Matka mnie wyśmiewa, że chce się wyprowadzić kilkaset kilometrów od domu nie mając tam nikogo, niczego pewnego.
Chce się wyprowadzić bo muszę uciec z toksycznego miejsca gdzie żyje
Ona twierdzi, że lepiej tu, bezpiecznie i spokojnie

Chodzi Ci o spokojnie za najniższą krajową jak ojciec?


Wypomnialem jej jeszcze, że jej brat 20 lat temu też tak zaryzykował i teraz postawil ładny dom, na koncie kilka milionów i może sobie żyć spokojnie
To wielka afera, że im się udało 20 lat temu to nie znaczy, że mi się uda.
No #!$%@?, mi nie zależy na milionach tylko na ucieczce, tylko tego potrzebuje.
Czy ja jestem jakiś #!$%@? czy jak?
#pytanie #rodzina #gorzkiezale
  • 31
@VonHautkopf: Jak Cię wyśmiewa i Ci mówi, że niby nie dasz rady (a masz przynajmniej fifty-fifty - czemu ona zakłada ten zły scenariusz?) to sorry, ale - jest ewidentnie toksyczna ( ͡° ͜ʖ ͡°)

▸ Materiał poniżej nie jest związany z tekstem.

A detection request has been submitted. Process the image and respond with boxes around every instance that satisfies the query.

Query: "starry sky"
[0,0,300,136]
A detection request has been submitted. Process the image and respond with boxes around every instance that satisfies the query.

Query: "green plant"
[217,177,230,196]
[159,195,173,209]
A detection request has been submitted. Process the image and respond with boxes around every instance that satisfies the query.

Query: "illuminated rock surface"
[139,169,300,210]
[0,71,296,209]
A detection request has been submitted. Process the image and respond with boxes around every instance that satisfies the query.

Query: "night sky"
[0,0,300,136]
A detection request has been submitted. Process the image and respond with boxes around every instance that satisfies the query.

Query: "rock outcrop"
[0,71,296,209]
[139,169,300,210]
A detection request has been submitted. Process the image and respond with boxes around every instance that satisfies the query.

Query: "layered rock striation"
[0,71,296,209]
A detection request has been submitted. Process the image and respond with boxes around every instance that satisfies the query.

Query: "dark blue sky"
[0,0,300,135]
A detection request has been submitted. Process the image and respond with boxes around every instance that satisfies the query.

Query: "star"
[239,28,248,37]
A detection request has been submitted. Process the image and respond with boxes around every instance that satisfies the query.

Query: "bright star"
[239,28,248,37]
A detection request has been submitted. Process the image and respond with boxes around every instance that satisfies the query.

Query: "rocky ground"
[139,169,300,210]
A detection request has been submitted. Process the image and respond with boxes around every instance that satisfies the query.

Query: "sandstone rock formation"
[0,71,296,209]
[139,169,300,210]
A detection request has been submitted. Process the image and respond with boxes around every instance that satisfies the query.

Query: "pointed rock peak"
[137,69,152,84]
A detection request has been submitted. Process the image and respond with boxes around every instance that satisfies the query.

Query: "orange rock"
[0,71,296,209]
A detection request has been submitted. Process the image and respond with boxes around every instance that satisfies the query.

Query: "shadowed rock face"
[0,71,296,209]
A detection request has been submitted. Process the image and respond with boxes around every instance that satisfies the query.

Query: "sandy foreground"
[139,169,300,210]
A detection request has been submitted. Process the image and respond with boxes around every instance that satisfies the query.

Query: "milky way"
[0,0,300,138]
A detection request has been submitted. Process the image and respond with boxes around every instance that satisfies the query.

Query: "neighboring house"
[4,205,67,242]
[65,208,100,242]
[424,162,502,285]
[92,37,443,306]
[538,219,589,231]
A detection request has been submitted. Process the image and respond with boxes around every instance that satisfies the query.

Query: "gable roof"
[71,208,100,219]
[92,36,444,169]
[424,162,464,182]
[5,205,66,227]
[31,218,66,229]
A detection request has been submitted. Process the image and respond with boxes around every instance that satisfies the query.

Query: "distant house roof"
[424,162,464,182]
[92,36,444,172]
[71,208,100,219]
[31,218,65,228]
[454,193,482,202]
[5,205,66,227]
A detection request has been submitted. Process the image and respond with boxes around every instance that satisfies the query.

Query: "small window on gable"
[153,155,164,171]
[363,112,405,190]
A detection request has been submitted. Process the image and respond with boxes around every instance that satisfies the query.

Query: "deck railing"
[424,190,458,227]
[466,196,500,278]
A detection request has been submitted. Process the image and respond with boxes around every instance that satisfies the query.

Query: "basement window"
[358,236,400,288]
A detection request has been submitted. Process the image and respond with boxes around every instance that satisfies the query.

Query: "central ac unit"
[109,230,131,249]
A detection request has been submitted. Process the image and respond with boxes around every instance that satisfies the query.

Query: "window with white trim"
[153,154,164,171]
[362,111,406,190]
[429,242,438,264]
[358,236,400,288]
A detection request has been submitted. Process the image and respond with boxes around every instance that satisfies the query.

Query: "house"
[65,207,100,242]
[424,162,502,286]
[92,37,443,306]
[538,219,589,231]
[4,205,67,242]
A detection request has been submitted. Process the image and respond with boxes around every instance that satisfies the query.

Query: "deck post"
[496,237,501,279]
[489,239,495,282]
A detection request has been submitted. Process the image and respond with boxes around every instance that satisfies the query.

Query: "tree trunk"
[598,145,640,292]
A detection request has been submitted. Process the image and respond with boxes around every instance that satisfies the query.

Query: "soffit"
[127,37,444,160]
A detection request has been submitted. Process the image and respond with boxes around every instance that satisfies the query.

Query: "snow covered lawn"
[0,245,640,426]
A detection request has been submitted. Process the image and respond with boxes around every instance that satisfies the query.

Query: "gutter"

Wiesz, to pewnie nie jest tak, że ona celowo Cię w dół ciągnie - wg mnie większość toksycznych ludzi jest toksycznych nieświadomie - co jednak ich toksyczności nie zmniejsza. Pewnie tak sam piszesz
@VonHautkopf: 9lat temu przeprowadziłem się 400km do większego miasta. Nie uciekałem przed patologiczną rodziną, po prostu się zakochałem. W nowym mieście nie znałem nikogo, nie miałem pracy, ba pokój wynająłem na gębę przez telefon. Znajomi, po kryjomu, pukali się w głowę. Zaczynałem na magazynie za najniższą krajową, teraz może nie jestem programistą 15k, ale nie narzekam. Skończyłem zaocznie studia i pracuje w zawodzie. Jak chcesz pracować, to prace znajdziesz. Ludzi poznasz,
@VonHautkopf nie jesteś. Nie rozumiem tej logiki: nie wyjeżdżaj i pracuj tutaj za najniższą. Bo bezpiecznie i wszystkich znasz ( ͡ ͜ʖ ͡) lepiej wyjechać i zacząć od nowa, poznać nowych ludzi co za różnica gdzie będzie się zarabiać. Jedynym problemem może być kwestia utrzymania się, ale jeśli dla Ciebie to nie problem to jedź i zaczynaj od nowa.